‘Fackham Hall’ DVD Review
Stars: Thomasin McKenzie, Ben Radcliffe, Damian Lewis, Hayley Mills, Erin Austen, Tom Felton, Emma Laird, Katherine Waterston, Anna Maxwell Martin, Tom Goodman-Hill, Jimmy Carr, Sue Johnston | Written by Steve Dawson, Andrew Dawson, Tim Inman, Jimmy Carr, Patrick Carr | Directed by Jim O’Hanlon

Fackham Hall is a spoof of your mother’s favourite period drama, making fun of British aristocrats sitting on giant estates and poking fun at anything they can find. The figurehead of ‘The Davenports’ is Damian Lewis; he’s rocking a ridiculous hairdo that looks like a pair of gelled ram horns. I’ve also seen and heard that Jimmy Carr was involved in the writing team.
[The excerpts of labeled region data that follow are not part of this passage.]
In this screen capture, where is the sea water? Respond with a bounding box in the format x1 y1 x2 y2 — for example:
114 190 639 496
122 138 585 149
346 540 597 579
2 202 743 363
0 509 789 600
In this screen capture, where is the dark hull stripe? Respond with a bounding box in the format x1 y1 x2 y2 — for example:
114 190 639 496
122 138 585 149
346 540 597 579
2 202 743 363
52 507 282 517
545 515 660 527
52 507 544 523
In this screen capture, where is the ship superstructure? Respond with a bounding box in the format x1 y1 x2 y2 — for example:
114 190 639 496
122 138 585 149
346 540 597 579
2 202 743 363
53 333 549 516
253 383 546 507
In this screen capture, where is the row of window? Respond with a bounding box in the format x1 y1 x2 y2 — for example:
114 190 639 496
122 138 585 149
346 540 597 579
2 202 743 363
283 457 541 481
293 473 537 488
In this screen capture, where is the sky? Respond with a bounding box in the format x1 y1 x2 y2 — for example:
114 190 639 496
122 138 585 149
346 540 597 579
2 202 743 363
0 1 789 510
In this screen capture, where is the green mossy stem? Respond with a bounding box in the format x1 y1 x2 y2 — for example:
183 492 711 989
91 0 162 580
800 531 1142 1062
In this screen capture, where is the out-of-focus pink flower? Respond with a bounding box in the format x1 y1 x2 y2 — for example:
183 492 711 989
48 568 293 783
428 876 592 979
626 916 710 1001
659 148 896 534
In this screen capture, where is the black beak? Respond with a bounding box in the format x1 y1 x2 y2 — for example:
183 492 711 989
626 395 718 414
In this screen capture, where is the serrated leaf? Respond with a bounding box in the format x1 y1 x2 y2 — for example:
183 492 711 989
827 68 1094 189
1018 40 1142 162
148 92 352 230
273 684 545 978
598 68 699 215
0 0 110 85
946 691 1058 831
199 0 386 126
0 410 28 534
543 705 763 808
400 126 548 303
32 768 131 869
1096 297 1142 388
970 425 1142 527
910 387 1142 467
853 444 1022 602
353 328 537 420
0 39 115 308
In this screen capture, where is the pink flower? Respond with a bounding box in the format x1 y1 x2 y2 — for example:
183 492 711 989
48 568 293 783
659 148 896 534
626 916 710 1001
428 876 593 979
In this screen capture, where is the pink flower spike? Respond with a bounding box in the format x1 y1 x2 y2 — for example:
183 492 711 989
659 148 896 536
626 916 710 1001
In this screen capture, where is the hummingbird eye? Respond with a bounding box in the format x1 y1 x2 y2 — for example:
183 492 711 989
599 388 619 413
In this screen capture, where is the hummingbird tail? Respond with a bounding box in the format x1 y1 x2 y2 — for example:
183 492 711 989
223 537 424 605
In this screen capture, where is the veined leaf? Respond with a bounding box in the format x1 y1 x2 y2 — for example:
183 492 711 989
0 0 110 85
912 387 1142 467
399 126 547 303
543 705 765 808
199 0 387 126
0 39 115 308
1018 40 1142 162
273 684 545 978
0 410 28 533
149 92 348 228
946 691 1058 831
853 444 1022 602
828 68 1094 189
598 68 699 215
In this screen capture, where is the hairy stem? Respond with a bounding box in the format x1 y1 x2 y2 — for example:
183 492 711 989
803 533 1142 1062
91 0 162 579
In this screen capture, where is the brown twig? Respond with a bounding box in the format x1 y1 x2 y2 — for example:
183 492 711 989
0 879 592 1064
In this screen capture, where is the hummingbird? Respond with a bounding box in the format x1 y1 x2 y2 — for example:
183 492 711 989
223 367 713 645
The result? It’s Monty Python levels of “silly” and a volume of jokes that Seth MacFarlane would be proud of. Seriously, each scene was about 10 punchlines, 3 doses of physical comedy, and 2 visual gags in the background that you might not catch.
You’re wondering if Fackham Hall passed my laugh test, aren’t you? It did, yes. I think about 3 audible laughs, which puts it in the “good” category. For context, I watch films like a mannequin with bad posture. Therefore, a laugh is quite a rare thing.
However, the curse with feature-length comedies is that you can’t just fire a semi-automatic dopamine turret for hours on end. We tend to demand that a story be interwoven into the fabric of things. So, what story do you give such dull thumb-twiddlers then? Answer: incestuous marriage controversy. Although it is not the incest that’s causing all the controversy, obviously.
Unfortunately, while people want a plot, we all know bizarre comedies aren’t really about their plots. Therefore, the plot is half-baked; therefore, nobody cares about the plot, therefore, the plot leeches at the comedy and its creative freedom. Which means while the jokes remained funny, the novelty aged like a dog toy. My smile dropped a little bit an hour in, then it would come and go.
Another thing that I’m only realising now, but the only consistently hilarious cast member was Damian Lewis. The rest seemed like a solid casting for a real drama, but lacked that bit of eccentricity needed to make a spoof truly sing. I think the jokes themselves ended up doing a fair amount of the heavy lifting, and I would have preferred to get a few more laughs solely from the actors’ line delivery.
I’m a British man, and like all Brits, I think there are a few too many American comedies dominating my cinema schedule. At least I’d like them to be equal parts. What I’m saying is I want to encourage studios to keep making these films, as we have the best sense of humour in the world, and we waste it when we don’t make enough solid comedies.
Decent attempt, but keep going, chaps.
***½ 3.5/5
Fackham Hall is out now on DVD, Blu-ray and 4K UHD.